Young people frequently move abroad for studying at a foreign university. Another countries’ culture may be very different from their homeland’s. Students go through different stages as they try to adjust to this new culture. It is an interesting, sometimes stressful process. Most people go through these stages regardless of their immigration status. A student moving to a new region with its unique regional culture and accent, a person going to college for the first time, etc, they could all go through the stages of cultural adjustment.
Stages of Cultural Adjustment
Culture shock is experienced by every newcomer. For some the adjustment is fairly rapid, but for others, it is a long and difficult process. Four stages of cultural adjustment have been identified by Gregory Trifonovitch.
The Honeymoon Stage
Characterized by exhilaration, anticipation, and excitement.

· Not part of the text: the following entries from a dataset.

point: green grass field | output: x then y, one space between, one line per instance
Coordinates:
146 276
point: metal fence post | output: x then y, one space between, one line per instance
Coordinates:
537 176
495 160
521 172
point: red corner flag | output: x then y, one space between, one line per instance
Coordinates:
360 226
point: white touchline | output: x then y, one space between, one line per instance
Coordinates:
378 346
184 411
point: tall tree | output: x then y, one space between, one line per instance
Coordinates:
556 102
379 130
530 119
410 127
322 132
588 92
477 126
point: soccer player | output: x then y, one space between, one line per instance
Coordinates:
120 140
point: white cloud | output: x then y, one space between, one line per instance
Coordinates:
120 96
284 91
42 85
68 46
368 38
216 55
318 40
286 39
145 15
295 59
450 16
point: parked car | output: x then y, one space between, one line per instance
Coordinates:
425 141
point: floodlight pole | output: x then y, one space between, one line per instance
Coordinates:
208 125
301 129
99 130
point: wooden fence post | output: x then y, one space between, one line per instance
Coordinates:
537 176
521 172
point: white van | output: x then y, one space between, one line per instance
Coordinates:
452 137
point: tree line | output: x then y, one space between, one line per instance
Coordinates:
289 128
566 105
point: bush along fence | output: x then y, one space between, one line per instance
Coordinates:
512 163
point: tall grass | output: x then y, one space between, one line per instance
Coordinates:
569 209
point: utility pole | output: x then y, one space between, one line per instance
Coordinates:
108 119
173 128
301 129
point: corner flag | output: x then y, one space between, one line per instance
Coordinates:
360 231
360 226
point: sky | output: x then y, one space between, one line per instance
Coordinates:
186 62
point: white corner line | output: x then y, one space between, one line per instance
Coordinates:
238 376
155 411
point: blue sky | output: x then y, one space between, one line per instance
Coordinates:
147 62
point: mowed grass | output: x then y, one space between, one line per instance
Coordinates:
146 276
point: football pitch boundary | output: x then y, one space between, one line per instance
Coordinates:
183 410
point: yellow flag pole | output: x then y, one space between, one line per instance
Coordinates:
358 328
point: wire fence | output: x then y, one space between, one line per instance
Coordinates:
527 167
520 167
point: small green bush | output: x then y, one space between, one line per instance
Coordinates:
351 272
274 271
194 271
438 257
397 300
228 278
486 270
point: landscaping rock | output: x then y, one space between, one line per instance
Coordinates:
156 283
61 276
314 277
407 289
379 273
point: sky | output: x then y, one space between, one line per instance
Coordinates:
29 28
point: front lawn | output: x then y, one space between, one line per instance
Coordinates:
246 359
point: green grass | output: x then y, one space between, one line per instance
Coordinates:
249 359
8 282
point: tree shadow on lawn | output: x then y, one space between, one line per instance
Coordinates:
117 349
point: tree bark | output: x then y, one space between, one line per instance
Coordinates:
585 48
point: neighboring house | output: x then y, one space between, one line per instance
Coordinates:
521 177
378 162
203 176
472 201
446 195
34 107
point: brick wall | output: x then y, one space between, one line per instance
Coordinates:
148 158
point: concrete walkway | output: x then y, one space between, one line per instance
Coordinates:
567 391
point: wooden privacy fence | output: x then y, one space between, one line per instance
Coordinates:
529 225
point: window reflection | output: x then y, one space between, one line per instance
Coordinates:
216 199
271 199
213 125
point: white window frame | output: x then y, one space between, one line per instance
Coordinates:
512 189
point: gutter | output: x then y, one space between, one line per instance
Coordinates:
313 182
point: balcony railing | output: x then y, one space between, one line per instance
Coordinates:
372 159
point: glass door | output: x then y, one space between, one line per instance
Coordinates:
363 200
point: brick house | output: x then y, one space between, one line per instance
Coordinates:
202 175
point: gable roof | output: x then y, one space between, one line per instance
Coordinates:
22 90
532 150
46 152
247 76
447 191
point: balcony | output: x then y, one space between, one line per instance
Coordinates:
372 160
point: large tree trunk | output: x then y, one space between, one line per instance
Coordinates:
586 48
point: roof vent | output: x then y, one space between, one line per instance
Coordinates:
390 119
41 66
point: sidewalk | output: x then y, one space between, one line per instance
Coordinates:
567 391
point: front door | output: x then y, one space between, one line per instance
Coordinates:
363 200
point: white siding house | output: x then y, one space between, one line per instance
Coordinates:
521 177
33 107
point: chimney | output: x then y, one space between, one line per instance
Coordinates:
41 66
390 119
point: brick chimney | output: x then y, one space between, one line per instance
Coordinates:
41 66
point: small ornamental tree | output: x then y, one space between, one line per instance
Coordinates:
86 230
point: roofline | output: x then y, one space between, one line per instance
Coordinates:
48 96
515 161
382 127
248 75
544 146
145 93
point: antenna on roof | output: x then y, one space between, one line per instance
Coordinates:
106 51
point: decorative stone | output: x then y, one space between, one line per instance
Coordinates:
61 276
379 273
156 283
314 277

A student in the honeymoon stage is eager to please and to learn. He is cooperative and enthusiastic – a joy to work with them. But in his eagerness to please, he may nod or smile to indicate understanding when in fact he has not understood at all.
When misunderstandings mount up, he is likely to experience the second stage.
The Hostility Stage
Characterized by frustration, anger, fear, and sometimes physical illness.
A student becomes tired of the strain of listening and speaking in English, communicating with people who speak another language, perhaps don’t understand English well. He may be embarrassed by his failure and mistakes, frustrated that his progress seems so slow and perhaps angry in such an unhappy situation.
Students tend to blame the environment for their problems. They become hostile toward the school, the teacher, other students, or even the host community. They are difficult to work with and will try other’s patience and tolerance.
Typical problems are fits of anger, lack of motivation, frequent absences, and, at worst, withdrawal – the “I don’t care, anyway” attitude. These students need patience, support, firm and caring persistence so that they can begin to experience the third stage of adjustment.
The Humor Stage
As the student begins to relax, he can laugh at the difficulties and unusual characteristics of the host culture which no longer seem quite so overwhelming.
Students begin to make friends and discover they can manage the daily routines at school – no longer feeling as though they are always lost, confused, or misunderstood.
These students are generally easy to work with because they are relaxed, receptive, and understand the teachers’ directions.
The Home Stage
When the student feels “at home” in his new environment, he has learned to live and work in two cultures. Still loyal to his own culture, he is able to learn and to grow just as well in his new “home.”
(This article is based on the works of Gregory Trifonovitch.)